In [1]:
import gym
# Importing libraries
import numpy as np
import random
import math
from collections import deque
import collections
import pickle

#for text processing
import spacy
import re
import pandas as pd
env = gym.make("Taxi-v3").env

env.render()

+---------+
|R: | : :G|
| : | : : |
| : : : : |
| | : | : |
|Y| : |B: |
+---------+



#### There are 4 locations (labeled by different letters), and our job is to pick up the passenger at one location and drop him off at another. We receive +20 points for a successful drop-off and lose 1 point for every time-step it takes.
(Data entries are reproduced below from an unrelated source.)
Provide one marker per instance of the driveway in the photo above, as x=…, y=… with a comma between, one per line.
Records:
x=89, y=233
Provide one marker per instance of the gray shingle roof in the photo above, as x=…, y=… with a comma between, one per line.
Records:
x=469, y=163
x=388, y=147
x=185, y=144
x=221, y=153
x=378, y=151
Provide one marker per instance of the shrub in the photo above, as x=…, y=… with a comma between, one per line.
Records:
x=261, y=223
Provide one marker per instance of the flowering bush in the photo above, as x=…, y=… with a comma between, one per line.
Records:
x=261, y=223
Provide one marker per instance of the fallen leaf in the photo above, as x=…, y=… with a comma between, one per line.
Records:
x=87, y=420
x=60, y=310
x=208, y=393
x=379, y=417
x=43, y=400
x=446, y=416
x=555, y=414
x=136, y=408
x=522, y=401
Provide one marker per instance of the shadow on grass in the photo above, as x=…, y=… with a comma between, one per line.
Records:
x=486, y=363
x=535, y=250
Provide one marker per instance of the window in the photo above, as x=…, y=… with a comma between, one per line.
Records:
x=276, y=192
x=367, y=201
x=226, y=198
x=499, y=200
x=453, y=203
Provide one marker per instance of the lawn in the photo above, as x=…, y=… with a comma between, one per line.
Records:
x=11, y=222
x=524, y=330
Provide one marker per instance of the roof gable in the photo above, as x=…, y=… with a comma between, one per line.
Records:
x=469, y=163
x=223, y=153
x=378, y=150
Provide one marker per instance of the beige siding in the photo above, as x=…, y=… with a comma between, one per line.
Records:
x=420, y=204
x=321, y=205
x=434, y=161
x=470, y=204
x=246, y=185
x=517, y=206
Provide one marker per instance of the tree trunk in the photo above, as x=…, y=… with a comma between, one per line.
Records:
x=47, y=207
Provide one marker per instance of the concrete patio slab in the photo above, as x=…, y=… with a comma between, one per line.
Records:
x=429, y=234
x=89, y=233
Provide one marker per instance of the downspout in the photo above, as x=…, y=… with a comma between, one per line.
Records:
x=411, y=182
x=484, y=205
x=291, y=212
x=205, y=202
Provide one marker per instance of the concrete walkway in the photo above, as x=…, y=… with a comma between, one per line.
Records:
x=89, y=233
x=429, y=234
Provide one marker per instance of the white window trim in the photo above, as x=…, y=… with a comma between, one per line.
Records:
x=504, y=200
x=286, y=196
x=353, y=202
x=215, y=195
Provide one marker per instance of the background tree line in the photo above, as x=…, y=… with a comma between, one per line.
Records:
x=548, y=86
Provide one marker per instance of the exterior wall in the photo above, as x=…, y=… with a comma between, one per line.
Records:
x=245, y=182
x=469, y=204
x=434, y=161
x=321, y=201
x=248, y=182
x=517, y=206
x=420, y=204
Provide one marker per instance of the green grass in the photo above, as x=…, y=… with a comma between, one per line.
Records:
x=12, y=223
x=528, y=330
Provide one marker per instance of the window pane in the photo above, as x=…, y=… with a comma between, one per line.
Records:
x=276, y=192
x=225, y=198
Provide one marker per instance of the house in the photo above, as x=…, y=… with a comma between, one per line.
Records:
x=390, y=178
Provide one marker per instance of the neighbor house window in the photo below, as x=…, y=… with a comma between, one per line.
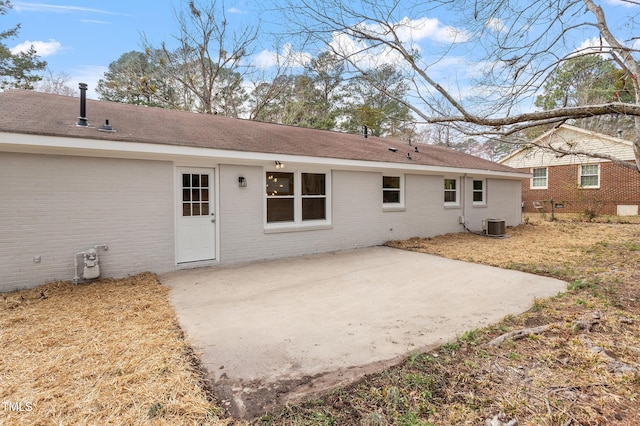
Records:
x=539, y=179
x=451, y=191
x=590, y=176
x=392, y=190
x=479, y=192
x=296, y=197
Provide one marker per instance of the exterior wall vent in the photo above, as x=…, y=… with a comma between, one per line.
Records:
x=495, y=227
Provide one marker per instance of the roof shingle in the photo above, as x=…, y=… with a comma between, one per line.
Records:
x=36, y=113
There is also a 10 point penalty for illegal pick-up and drop-off actions."

### Fetching Origing, Destination, and Time of Pickup from the sms data 

In [78]:
def fetch_pickup_drop(text):
    origin = ''
    destination = ''
    time_of_pickup = ''
    parts_of_sentence = re.split(r' to ', text)
    for part in parts_of_sentence:
        for loc in loc_dict:
            if((loc in part) and ('from' in part)):
               origin = loc
            elif((loc in part) and ('from' not in part)):
                destination = loc
    
    return [origin, destination, time_of_pickup]


In [2]:
env.reset() # reset environment to a new, random state
env.render()

print("Action Space {}".format(env.action_space))
print("State Space {}".format(env.observation_space))

+---------+
|R: | : :G|
| : | : : |
| : : : : |
| | : | : |
|Y| : |B: |
+---------+

Action Space Discrete(6)
State Space Discrete(500)


## Summing up the Q-Learning Process
Breaking it down into steps, we get

Initialize the Q-table by all zeros.

Start exploring actions: 

For each state, select any one among all possible actions for the current state (S).

Travel to the next state (S') as a result of that action (a).

For all possible actions from the state (S') select the one with the highest Q-value.

Update Q-table values using the equation.

Set the next state as the current state.

If goal state is reached, then end and repeat the process.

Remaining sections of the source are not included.